Australians are ‘girt by sea’ and the beach is a quintessential feature of the Australian psyche. We are often taken with the dramatic and colourful nature of a glorious seascape. I too have been fascinated by the coastal view, but for me the classic ‘sharp’ view was too granular, too detailed.
So I set about trying to record a series of images that would reduce the complex and detailed scene into something rather more ‘essential’ – the colour palate characteristic of the time of year, season, day or climatic conditions.
I used a process of intentional camera movement that caused the fine details to be lost as a horizontal blur. In a project that lasted more than three years, I recorded Edithvale Beach in Victoria from the same location, with the same technique, and eventually selected 12 images to represent 12 moments across ‘the year at the beach’. This image is one of that series.
‘Stockton Shack’, 2017
Stockton Beach is more than 20 miles long and stretches north along the coast of New South Wales from the Hunter River. It is remote and only accessible by four-wheel drive vehicles.
This photograph is of an abandoned fisherman’s shack in the first light of dawn, my favourite time of day. Having spent my life photographing people, I don’t often include man-made objects in my personal work – where I do, it is often of nature reclaiming its territory.
‘Vitruvian Man’, 1978
During my career as a medical photographer I developed an innovative range of photographic methods for the measurement of three-dimensional shape, volume and surface area in vivo – contour maps of patients.

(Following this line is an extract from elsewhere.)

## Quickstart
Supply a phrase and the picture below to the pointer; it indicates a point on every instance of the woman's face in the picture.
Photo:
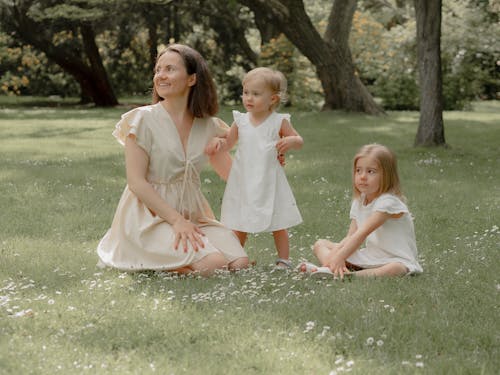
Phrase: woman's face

The techniques were adopted by hospitals as far afield as USA, Canada, Japan, South Africa and Australia. They were used to improve outcomes for children undergoing facial reconstruction surgery, techniques for managing burns, and the treatment of thousands of young patients with spinal deformities such as scoliosis, besides monitoring treatment in cancer therapy.
Interestingly, while the contour maps produced offer pure scientific information, they are also considered beautiful works of art and have been acquired by individuals and galleries all over the world. They have featured in dozens of popular publications and were even used for the opening titles of a James Bond movie. Exhibitions of these body maps were installed at The British Medical Association, The Science Museum (London), The Pompidou Centre (Paris) and The Royal Institution (London).